I next performed a regression of median value onto all six potential independent variables. Due, most likely, to colinearity (i.e., the fact that industrialization, air pollution, and taxes are highly correlated and therefore tell pretty much the same story in the sample), level of industrialization and pollution contributed little to the model. I chose to drop them from further consideration. There was strong evidence that, in the model including the four remaining independent variables, tax rate had a non-zero effect. However, it played the relatively-least-important explanatory role, and removing it from the model didn't lessen the overall explanatory power of the model very much. I decided to drop it, as well, in order to simplify the rest of the analysis. (I clicked at the top of each of the three relevant columns on the "Data" page and selected "Delete".)

After doing a regression with only the three remaining independent variables, I looked at the RM residual plot (i.e., Charts / Residual plots / RM). A definite U-shaped relationship seemed to be there. In addition, one observation was an extreme outlier on the graph (at the lower right). On further investigation, that outlier had by far the largest rooms/home level in the dataset. Perhaps it was a typographical error. I chose to exclude it (I sorted the data on the RM column, and deleted that observation, which sorted into the last row) - subject to further investigation, of course, if I had access to additional data on each tract.

I finally added RM-SQUARED to the dataset, in order to capture the U-shaped component of the relationship. This yielded BOSTON.XLS.

Questions

“I next performed a regression of median value onto all six potential independent variables. Due, most likely, to colinearity (i.e., the fact that industrialization, air pollution, and taxes are highly correlated and therefore tell pretty much the same story in the sample), level of industrialization and pollution contributed little to the model.”

1. Where did I look to determine that they contributed little to the explanatory power of the model?

“I chose to drop them from further consideration. There was strong evidence that, in the model including the four remaining independent variables, tax rate had a non-zero effect.”

2. Where did I look to find that such strong evidence existed?

“However, it played the relatively-least-important explanatory role, and removing it from the model didn't lessen the overall explanatory power of the model very much.”

3. Where did I look to see that it played the least-important explanatory role?


4. Give a rough 95%-confidence interval for the predicted median home value in a tract where the average house size is 7 rooms, the pupil/teacher ratio is 20, and 5% of the families are of lower income status.
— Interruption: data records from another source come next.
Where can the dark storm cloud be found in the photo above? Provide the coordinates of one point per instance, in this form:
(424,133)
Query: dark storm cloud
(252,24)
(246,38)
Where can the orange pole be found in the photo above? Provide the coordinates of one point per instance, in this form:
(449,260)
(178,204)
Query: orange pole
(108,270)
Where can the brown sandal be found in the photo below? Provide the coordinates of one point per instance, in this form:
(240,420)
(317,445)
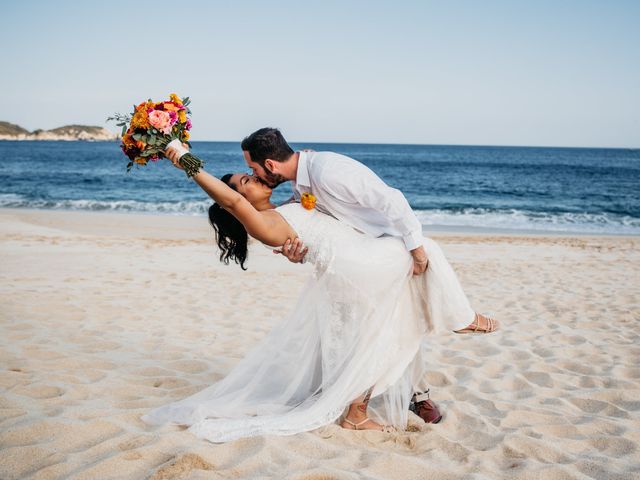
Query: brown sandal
(492,326)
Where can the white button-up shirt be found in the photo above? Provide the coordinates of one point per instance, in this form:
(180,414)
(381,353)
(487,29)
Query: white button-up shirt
(355,195)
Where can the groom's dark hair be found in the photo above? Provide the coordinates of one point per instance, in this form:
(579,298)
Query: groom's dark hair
(267,143)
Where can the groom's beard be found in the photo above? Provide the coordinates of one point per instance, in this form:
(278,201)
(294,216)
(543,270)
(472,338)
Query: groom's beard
(273,179)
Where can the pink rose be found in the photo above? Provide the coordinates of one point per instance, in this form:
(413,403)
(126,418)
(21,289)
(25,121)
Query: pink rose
(162,121)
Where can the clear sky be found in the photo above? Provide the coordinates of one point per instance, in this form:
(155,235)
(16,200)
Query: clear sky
(555,73)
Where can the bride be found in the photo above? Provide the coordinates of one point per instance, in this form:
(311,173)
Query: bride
(352,345)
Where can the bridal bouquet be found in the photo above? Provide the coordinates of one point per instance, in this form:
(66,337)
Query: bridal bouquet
(152,126)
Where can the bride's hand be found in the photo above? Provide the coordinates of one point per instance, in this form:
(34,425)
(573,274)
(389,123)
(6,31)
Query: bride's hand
(420,261)
(295,251)
(174,154)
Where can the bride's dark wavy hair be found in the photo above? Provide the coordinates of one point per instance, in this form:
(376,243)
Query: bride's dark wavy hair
(231,235)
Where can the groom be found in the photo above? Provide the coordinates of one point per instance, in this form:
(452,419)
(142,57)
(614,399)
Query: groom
(344,188)
(347,190)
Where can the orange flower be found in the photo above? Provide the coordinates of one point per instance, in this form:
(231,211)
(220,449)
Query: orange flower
(308,201)
(170,107)
(140,120)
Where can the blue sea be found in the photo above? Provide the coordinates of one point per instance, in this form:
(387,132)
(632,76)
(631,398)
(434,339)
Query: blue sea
(511,189)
5. Give a 95%-confidence interval for the mean decrease in median market value within a census tract associated with each unit of increase in pupil/teacher ratio.

6. Sketch, as best you can, the relationship between average-number-of-rooms-per-residence and median-market-value as seen in the regression.

7. If you suspected that the impact of pupil-teacher ratio on median home value was greater for communities with relatively few low-income families than for communities with relatively many low-income families, what additional variable would you consider adding to your model?

8. (Continuation) What would you expect the sign of the coefficient of that new variable to be?

9. (Continuation) Does the data confirm your expectations?

(Answers to these questions are on the second tab of BOSTON.XLS.)